Это обращение было так необычно, так не похоже на Корсунова, что пораженный класс некоторое время молчал. Потом, робко и неуверенно, стали расспрашивать учителя о новых книгах по химии, о недавно появившейся в газетах статье лауреата…
Вадим Николаевич отвечал увлеченно, глаза его разгорелись, стали добрыми и, казалось, даже не смотрели так, как прежде, — исподлобья. Он и сам чувствовал, что разговор получается какой-то особенно душевный, и радовался этому.
Горсточкой поднял руку Виктор Долгополов, попросил деликатно:
— Вадим Николаевич, расскажите нам, если можно, фронтовые эпизоды… из вашей жизни.
Корсунова не удивило желание Виктора.
— Этого за две минуты не сделаешь. Давайте как-нибудь вечером соберемся, и я вам расскажу о нашем гвардейском батальоне, — предложил он.
Юноши могут заблуждаться в оценке взрослых, но они умеют безошибочно отличать искренность чувств от наигранной заинтересованности. Они иногда бывают и несправедливыми к взрослым, но способны под внешней строгостью обнаружить доброту сердца, и тогда проявляют настоящую привязанность.
И сейчас девятый «А» почувствовал: химик разговаривает так с ними не ради легкого завоевания авторитета, не потому, что решил подладиться и «перестроиться», а потому, что у него появилась настоящая потребность стать ближе к ним, и они с готовностью пошли ему навстречу.

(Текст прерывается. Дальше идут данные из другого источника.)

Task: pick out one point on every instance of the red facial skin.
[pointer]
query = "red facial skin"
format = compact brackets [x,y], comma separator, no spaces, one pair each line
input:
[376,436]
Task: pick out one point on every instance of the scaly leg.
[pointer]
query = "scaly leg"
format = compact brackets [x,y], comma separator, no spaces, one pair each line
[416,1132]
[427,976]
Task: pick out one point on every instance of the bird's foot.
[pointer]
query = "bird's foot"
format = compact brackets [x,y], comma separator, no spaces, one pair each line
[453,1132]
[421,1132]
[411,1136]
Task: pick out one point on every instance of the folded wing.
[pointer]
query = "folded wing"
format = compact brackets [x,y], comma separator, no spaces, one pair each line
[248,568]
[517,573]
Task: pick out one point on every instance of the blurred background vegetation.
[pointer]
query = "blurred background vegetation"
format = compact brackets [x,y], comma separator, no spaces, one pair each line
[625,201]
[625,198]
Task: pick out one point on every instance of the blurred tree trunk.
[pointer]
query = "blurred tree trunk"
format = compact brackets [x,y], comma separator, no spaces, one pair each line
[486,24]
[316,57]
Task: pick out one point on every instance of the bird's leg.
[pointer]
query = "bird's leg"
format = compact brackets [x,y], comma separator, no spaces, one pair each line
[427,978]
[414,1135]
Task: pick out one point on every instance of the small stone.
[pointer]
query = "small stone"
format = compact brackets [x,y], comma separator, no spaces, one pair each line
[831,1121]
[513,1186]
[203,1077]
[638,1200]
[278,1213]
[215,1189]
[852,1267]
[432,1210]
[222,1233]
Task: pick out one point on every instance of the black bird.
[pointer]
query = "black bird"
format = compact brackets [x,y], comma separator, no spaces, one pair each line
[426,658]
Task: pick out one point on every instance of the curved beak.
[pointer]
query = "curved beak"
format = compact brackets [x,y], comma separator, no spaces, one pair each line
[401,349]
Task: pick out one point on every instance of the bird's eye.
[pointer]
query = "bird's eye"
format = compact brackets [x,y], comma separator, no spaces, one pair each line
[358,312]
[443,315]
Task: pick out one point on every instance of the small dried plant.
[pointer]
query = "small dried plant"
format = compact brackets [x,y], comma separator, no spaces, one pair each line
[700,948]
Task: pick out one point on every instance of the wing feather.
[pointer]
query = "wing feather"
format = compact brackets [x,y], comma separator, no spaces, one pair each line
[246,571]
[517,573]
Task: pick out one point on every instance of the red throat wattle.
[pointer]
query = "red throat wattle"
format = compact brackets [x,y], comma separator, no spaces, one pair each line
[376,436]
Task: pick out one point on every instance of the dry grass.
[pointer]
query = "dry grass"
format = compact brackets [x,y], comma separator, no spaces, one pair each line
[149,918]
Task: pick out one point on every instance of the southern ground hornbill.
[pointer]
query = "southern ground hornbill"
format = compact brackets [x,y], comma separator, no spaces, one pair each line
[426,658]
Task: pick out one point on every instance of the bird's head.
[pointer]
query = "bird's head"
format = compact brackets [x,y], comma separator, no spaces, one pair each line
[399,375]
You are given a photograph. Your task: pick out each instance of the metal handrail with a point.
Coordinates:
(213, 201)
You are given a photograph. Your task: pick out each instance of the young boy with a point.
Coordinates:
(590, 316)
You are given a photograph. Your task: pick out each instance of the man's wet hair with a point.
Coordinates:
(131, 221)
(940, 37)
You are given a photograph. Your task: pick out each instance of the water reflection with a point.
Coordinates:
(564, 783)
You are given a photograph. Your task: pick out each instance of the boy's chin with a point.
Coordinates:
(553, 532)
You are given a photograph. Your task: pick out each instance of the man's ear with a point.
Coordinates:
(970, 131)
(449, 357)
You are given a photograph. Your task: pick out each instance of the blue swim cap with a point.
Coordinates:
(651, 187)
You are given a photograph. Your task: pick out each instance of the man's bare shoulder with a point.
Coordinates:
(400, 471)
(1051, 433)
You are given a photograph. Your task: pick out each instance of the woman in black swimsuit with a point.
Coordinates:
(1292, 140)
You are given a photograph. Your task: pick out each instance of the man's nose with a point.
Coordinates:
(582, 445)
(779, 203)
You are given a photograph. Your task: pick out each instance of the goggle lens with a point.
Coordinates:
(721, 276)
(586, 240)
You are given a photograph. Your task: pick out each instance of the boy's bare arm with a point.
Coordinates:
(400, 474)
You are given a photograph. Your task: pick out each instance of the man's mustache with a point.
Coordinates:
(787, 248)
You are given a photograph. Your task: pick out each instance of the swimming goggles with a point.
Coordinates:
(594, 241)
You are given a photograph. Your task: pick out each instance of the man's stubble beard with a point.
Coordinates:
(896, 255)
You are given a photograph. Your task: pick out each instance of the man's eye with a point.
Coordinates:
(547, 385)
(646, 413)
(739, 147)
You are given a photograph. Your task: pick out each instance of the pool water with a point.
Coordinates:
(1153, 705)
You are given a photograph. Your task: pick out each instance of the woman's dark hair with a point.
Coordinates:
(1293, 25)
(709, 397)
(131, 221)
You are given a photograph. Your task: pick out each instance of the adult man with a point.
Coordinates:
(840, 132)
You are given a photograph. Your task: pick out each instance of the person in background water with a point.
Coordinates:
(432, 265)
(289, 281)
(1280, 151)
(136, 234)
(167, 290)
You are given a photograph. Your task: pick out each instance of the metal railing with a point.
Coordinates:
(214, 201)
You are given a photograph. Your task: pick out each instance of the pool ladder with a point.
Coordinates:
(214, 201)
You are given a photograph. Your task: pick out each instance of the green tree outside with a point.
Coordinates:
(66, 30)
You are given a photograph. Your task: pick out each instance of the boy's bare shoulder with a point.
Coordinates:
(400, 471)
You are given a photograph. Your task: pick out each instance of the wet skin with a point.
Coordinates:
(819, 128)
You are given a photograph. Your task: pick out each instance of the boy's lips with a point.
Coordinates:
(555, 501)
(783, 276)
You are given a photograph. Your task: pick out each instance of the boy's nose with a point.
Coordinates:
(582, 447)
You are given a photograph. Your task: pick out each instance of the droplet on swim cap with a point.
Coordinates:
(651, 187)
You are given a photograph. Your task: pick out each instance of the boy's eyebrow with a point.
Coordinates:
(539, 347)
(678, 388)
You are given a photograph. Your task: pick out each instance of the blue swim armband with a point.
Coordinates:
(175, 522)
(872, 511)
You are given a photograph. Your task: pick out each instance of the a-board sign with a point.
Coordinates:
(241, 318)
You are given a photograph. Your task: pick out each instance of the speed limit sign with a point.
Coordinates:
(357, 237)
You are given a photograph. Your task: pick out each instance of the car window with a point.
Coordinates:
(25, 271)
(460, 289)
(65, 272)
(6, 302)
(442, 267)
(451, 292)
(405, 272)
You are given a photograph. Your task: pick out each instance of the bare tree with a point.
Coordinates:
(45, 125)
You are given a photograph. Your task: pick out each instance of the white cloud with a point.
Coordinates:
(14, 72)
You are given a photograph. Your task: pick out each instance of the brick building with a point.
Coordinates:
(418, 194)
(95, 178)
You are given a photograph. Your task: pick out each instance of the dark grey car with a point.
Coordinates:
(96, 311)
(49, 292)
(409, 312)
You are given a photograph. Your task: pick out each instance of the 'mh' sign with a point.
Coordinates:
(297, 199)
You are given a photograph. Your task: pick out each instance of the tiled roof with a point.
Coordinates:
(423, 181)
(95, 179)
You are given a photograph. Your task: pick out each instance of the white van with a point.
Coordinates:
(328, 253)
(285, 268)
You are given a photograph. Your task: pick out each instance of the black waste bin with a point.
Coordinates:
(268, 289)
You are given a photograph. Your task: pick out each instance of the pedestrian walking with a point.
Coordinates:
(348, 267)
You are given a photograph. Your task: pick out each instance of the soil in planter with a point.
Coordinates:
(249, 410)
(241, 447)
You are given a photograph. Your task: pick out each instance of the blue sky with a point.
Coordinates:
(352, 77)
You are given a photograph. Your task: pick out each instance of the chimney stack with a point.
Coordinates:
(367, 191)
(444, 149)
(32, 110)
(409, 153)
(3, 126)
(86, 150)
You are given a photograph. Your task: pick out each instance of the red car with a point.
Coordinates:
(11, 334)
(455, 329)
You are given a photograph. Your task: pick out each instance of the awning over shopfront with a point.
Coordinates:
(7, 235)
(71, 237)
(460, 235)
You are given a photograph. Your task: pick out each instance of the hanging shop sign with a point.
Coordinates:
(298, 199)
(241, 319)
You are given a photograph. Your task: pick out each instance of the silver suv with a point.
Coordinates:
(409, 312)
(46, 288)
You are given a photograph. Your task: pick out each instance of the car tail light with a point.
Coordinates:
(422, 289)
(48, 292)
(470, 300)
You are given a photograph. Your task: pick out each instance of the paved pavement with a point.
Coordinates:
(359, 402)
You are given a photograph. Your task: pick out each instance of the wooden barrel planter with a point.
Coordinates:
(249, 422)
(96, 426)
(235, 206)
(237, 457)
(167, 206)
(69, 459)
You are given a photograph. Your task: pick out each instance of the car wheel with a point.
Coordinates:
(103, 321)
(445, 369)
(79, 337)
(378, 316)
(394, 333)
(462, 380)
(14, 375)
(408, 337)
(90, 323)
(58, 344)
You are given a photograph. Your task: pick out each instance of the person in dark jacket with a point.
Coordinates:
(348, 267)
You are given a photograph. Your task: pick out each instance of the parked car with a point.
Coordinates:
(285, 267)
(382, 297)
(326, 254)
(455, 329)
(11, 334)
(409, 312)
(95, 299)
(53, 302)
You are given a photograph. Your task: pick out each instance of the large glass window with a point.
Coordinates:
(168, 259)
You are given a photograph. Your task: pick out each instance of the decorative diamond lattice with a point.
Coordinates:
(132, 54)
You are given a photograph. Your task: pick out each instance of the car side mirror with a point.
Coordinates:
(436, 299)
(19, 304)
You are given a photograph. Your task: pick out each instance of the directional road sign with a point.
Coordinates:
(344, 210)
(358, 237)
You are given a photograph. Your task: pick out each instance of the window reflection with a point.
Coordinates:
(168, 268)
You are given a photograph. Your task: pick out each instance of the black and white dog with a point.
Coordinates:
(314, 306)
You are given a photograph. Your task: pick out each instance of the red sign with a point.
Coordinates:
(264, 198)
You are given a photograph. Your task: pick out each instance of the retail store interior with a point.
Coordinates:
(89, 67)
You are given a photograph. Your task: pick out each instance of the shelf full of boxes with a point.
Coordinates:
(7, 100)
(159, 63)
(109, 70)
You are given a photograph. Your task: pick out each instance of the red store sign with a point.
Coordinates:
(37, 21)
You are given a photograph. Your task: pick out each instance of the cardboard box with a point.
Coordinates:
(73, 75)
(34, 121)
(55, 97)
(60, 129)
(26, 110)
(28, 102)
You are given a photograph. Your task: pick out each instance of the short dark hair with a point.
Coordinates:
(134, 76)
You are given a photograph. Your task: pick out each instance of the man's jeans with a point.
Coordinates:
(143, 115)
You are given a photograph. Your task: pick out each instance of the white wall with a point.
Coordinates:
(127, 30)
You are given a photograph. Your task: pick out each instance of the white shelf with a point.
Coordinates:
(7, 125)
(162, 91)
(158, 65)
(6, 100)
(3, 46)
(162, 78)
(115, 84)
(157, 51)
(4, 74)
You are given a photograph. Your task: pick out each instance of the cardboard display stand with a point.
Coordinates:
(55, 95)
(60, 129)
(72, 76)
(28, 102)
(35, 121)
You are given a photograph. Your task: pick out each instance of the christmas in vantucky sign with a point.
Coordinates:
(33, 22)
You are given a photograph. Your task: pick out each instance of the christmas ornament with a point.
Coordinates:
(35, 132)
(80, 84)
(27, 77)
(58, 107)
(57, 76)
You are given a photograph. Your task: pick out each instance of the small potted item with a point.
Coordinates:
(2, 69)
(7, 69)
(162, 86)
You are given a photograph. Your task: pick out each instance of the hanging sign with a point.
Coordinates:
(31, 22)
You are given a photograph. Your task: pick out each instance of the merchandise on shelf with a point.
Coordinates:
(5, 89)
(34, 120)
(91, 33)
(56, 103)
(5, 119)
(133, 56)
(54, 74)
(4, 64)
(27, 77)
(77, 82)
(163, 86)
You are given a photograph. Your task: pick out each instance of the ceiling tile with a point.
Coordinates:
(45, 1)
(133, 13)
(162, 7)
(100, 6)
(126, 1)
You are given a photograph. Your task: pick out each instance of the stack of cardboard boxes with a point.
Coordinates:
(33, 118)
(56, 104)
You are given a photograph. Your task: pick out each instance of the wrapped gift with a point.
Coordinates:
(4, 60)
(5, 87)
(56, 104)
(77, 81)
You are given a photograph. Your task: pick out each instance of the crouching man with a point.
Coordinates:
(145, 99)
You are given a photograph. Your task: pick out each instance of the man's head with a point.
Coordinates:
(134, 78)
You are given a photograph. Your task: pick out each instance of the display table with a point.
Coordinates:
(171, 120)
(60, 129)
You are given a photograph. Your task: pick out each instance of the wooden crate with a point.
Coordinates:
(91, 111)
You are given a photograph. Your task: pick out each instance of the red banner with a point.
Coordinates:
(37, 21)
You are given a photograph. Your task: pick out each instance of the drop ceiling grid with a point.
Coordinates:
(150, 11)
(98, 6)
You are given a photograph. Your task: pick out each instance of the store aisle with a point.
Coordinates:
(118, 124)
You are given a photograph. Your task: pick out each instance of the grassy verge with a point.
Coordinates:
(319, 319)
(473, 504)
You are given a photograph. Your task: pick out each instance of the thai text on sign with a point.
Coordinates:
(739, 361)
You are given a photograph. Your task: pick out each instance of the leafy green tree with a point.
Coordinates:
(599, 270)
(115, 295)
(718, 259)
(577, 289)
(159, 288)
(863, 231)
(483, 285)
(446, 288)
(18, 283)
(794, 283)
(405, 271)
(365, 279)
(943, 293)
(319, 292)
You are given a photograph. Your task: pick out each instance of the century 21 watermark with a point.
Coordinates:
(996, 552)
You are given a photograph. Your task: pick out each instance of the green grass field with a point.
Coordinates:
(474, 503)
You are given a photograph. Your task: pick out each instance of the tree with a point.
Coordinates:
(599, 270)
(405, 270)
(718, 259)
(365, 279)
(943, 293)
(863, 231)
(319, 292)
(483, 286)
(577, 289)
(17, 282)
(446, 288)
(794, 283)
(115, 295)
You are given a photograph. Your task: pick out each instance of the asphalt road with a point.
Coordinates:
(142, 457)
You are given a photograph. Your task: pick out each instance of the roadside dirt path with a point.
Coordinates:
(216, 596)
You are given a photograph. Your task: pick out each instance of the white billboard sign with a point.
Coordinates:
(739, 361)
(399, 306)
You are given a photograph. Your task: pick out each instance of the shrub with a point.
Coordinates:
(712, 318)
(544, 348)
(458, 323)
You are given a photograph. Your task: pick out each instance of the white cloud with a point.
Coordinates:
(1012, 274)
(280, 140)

Уже прозвенел звонок, пора бы уходить, но Вадиму Николаевичу не хотелось покидать класс. Окруженный кольцом еще неуверенно льнущих к нему ребят, он стоял посреди класса, шутил, отвечал на вопросы, и ему было необычайно хорошо.
Виктор Долгополов полез было, открывать форточку, проветрить класс, но Балашов грубовато остановил его:
— Повремени…
И Корсунов понял, — заботились о кем, чтобы не простудился.
А минутой позже Костя разыскал Богатырькова, притиснул его к стене и горячо задышал в лицо:
— Леня, ты представляешь, Леня!
— Ну что? Члены учкома приглашены для обмена опытом в страны народной демократии?
— Ты брось шутить, брось… Понимаешь? Вадим Николаевич оказался совсем уж не таким… А я-то! Я? — и «сухарь», и «кол», и «формалист»…
Богатырьков еще толком не понимал, в чем дело, но радость Кости была столь очевидной и искренней, он с такой готовностью отрекался от своего прежнего отношения к химику, что Леонид, невольно любуясь другом, легонько провел пальцем по его носу — снизу вверх:
— Поздравляю, первооткрыватель! — и уже серьезно добавил: — Всегда приятно в человеке находить хорошее.
Он дружески притянул к себе за пояс Костю.